The EventBroadcaster includes an additional supervision layer that monitors listener health:

# backend/services/event_broadcaster.py
async def _supervise_listener(self) -> None:
    """Supervision task that monitors listener health and restarts if needed."""
    while self._is_listening:
        await asyncio.sleep(self.SUPERVISION_INTERVAL)  # 30 seconds

        listener_alive = self._listener_task is not None and not self._listener_task.done()

        if listener_alive:
            self._circuit_breaker.record_success()
            self._recovery_attempts = 0
        elif self._is_listening:
            # Listener died - attempt recovery
            if self._circuit_breaker.is_call_permitted():
                await self._restart_listener()
            else:
                self._enter_degraded_mode()

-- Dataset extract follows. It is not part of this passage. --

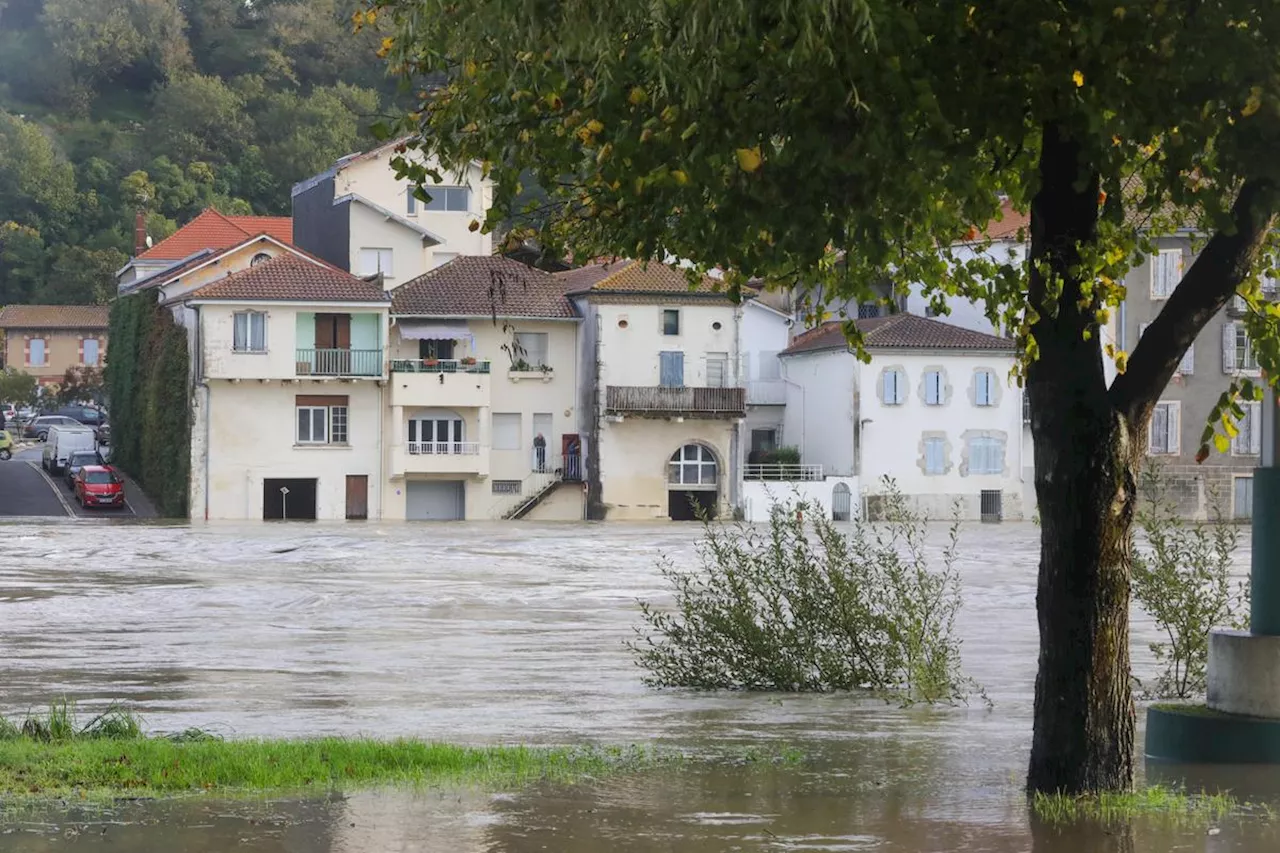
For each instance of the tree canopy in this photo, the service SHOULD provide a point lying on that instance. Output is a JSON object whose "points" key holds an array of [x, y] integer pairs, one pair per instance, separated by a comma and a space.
{"points": [[170, 106], [849, 142]]}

Backend vs Frontend Circuit Breaker Comparison

Aspect Backend (WebSocketCircuitBreaker) Frontend (WebSocketManager)
Implementation Dedicated class with explicit states Reconnection logic with attempt counter
State Tracking WebSocketCircuitState enum (CLOSED/OPEN/HALF) Derived from reconnectAttempts counter
Failure Detection Explicit record_failure() calls onClose event triggers attempt increment
Recovery Testing HALF_OPEN state with limited calls Each reconnect attempt is a recovery test
Blocking Behavior Rejects operations when OPEN Stops automatic reconnection when exhausted
User Notification service_status WebSocket message onMaxRetriesExhausted callback
Manual Reset reset() method connect() method resets attempt counter
Timeout-based Reset Yes (recovery_timeout triggers HALF_OPEN) No (manual connect() required)
Thread Safety asyncio.Lock for async contexts Single-threaded JavaScript (not needed)
Metrics get_metrics() with counters and timestamps getConnectionState() with basic state

Configuration Summary

Component Setting Default Description
Backend CB failure_threshold 5 Failures before circuit opens
Backend CB recovery_timeout 30s Wait before HALF_OPEN transition
Backend SUPERVISION_INTERVAL 30s Listener health check interval
Frontend reconnectAttempts 5 Max client reconnection attempts
Frontend reconnectInterval 1000ms Base backoff interval
Frontend connectionTimeout 10000ms Connection establishment timeout
Frontend maxInterval (backoff) 30000ms Maximum backoff delay

Manual Recovery

When the system enters degraded mode, manual intervention is required:

# Check container health
docker compose -f docker-compose.prod.yml ps

# Check Redis connectivity
docker compose -f docker-compose.prod.yml exec redis redis-cli ping

# Restart the backend service
docker compose -f docker-compose.prod.yml restart backend

# View broadcaster logs
docker compose -f docker-compose.prod.yml logs backend | grep -i "broadcaster\|circuit"

Look for these log patterns:

Log Level Pattern Meaning
CRITICAL EventBroadcaster has entered DEGRADED MODE Requires manual restart
WARNING Circuit breaker is OPEN Recovery blocked, waiting for reset
INFO Restarting pub/sub listener (attempt N/5) Auto-recovery in progress
INFO transitioned HALF_OPEN -> CLOSED (recovered) Service successfully recovered

Document Purpose
Resilience Patterns Guide Developer guide with code examples for circuit breakers, retry logic, and prompt injection prevention
AI Pipeline Detection and analysis flow
Real-Time WebSocket and pub/sub architecture
Data Model Database schema and relationships
Backend AGENTS.md Service implementation details
Frontend Hooks React hooks including useWebSocket
Backend Core Core infrastructure including Redis

This document describes the resilience architecture for the Home Security Intelligence system. For implementation details, see the source files referenced in the frontmatter.